Advances in science and collaboration across medical disciplines are redefining sarcoma subtypes.
|Dr. Brian Van Tine|
Dr. Van Tine will discuss new targets for metabolic therapies Thursday at the annual meeting of the Connective Tissue Oncology Society in New York.
"In the future," he said, "I believe we will not only use genomic information to subclassify sarcoma, but to also make treatment decisions based on the DNA sequence, the RNA expression, the activated proteins and the metabolites that are specific to an individual’s sarcoma. The work currently being done and presented at CTOS should soon have direct clinical application."
"Clearly the field of oncology is moving towards personalizing therapies and identifying new targets," said CTOS President Shreyaskumar R. Patel, MD, medical director of the sarcoma center at the M.D. Anderson Cancer Center in Houston."This trend is also true for musculoskeletal tumors, although slower due to the rarity and complexity of these malignancies."

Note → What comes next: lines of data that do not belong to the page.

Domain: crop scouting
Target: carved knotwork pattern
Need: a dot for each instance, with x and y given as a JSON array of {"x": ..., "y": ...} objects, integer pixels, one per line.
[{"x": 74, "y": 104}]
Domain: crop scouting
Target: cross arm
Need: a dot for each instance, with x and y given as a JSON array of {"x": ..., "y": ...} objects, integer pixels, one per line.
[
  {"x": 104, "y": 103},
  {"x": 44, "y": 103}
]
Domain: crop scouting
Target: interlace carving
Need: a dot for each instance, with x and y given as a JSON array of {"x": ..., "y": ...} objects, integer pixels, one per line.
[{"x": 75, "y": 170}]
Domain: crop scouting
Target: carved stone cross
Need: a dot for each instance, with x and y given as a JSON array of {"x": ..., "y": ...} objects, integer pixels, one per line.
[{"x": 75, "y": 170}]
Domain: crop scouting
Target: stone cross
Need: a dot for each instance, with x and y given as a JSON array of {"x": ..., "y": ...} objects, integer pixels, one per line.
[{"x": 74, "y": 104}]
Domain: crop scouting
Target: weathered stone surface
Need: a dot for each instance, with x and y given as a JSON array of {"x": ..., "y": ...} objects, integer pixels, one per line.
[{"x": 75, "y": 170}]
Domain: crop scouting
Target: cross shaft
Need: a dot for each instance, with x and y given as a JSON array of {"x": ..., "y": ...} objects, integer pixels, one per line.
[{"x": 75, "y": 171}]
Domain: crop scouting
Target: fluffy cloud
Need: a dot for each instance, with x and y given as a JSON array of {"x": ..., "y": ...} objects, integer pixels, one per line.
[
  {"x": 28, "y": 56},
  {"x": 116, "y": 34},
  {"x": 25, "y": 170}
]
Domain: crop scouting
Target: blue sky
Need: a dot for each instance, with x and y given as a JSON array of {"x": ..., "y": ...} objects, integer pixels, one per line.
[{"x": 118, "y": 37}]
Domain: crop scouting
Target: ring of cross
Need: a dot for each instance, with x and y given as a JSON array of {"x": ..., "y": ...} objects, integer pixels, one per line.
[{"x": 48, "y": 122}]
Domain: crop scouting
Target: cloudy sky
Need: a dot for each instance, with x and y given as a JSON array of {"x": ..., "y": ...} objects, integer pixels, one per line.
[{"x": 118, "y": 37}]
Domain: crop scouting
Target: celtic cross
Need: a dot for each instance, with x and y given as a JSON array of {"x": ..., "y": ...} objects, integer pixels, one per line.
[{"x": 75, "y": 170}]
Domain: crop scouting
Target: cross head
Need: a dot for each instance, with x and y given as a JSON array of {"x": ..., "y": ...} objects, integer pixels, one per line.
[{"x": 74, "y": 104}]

The dictionary records the first use of the word "sarcoma" in 1804. In recent years, more than 50 subtypes have been identified, generally based on the normal cells they most resemble. For example, a leiomyoma (also called a fibroid) is a benign growth of smooth-muscle cells. A leiomyosarcoma is the malignant version.
|Dr. Dei Tos|
In January, WHO updated the 2002 categories. Dr. Dei Tos said he expects the next update in five or six years, as genetic aberrations are increasingly used to group tumors into categories.
This year, he said, WHO got rid of the subtypes “hemangiopericytoma” and “malignant fibrous histiocytoma,” commonly used in the 1980s and '90s. The former was divided into benign tumors; solitary fibrous tumors, which can be benign or malignant; synovial sarcoma; and malignant peripheral nerve sheath tumor.
Malignant fibrous histiocytomas were divided into leiomyosarcomas, rhabdomyosarcomas, dedifferentiated liposarcomas, undifferentiated pleomorphic sarcomas as well as lymphomas, melanomas and sarcomatoid variations of carcinomas.
In 2002, for the first time, WHO used clinical data to better determine the malignant potential of tumors, Dr. Dei Tos said. They were divided into benign, intermediate malignancies and malignant. The recent report substitutes two new categories for the term "intermediate malignancy":
- locally aggressive tumors that don't spread elsewhere, such as desmoid fibromatosis
- lesions that rarely spread (or metastasize), such as plexiform fibrohistiocytic tumor.